The key driver behind South Korea's export rebounds came from the nation's shift
to developing economies which suffered less from the global economic meltdown,
away from developed countries, Roach said.
The shifts in export destinations are "far more important in shaping positive
exports than the won depreciation," which many people believe is the decisive
factor in export recovery, the chairman said.

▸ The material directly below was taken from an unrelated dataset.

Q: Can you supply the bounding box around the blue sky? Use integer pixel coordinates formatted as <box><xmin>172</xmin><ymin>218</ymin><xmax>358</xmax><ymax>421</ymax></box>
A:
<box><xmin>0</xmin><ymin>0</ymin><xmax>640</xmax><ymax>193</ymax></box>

The South Korean economy avoided an economic recession by growing 0.2 percent in
2009, powered by a solid rebound in outbound shipments with a weakening local
currency against the U.S. dollar, making locally manufactured goods cheaper
overseas.
The remarks of the Morgan Stanley executive, who holds an upbeat outlook on
China's development as a global growth engine, are part of his wider view that
the roaring Asian economy should expand domestic consumption as opposed to
exports in order to fill the void left by the U.S. and help power the
international economy.
Roach also said U.S. efforts to narrow its massive current account deficits
through raising the value of the Chinese yuan, or renminbi, will not achieve the
intended goal. Instead, he said expansion in domestic consumption by typical
export-dependent economies including China and India should dissolve deficit
issues.
"The experience of the Japanese currency revaluation in the 1980s did not lead to
a narrowing in current account surpluses, nor did the dollar weakness in the
eight years beginning in 2002 lead to an appreciable narrowing of America's
current account deficits," he said.
The currency realignment is a very circuitous way to deal with current account
surpluses or deficits, Roach said, adding that "structural remedies such as some
of the policies China will embrace to boost internal private demand will likely
play a much important role in the years ahead in narrowing current account
imbalances".
The executive urged the Bank of Korea to move up its policy interest rate, which
was set at a record low of 2 percent in the height of the economic emergency. The
rate has remained unchanged for the past 14 months.
"The emergency is now over, and it is inappropriate to leave policy interest
rates at emergency levels," Roach said. "In the minimum, the rates should be
moved up somewhat from the current emergency settings (to be) consistent with the
forecast of the weak or fragile recovery."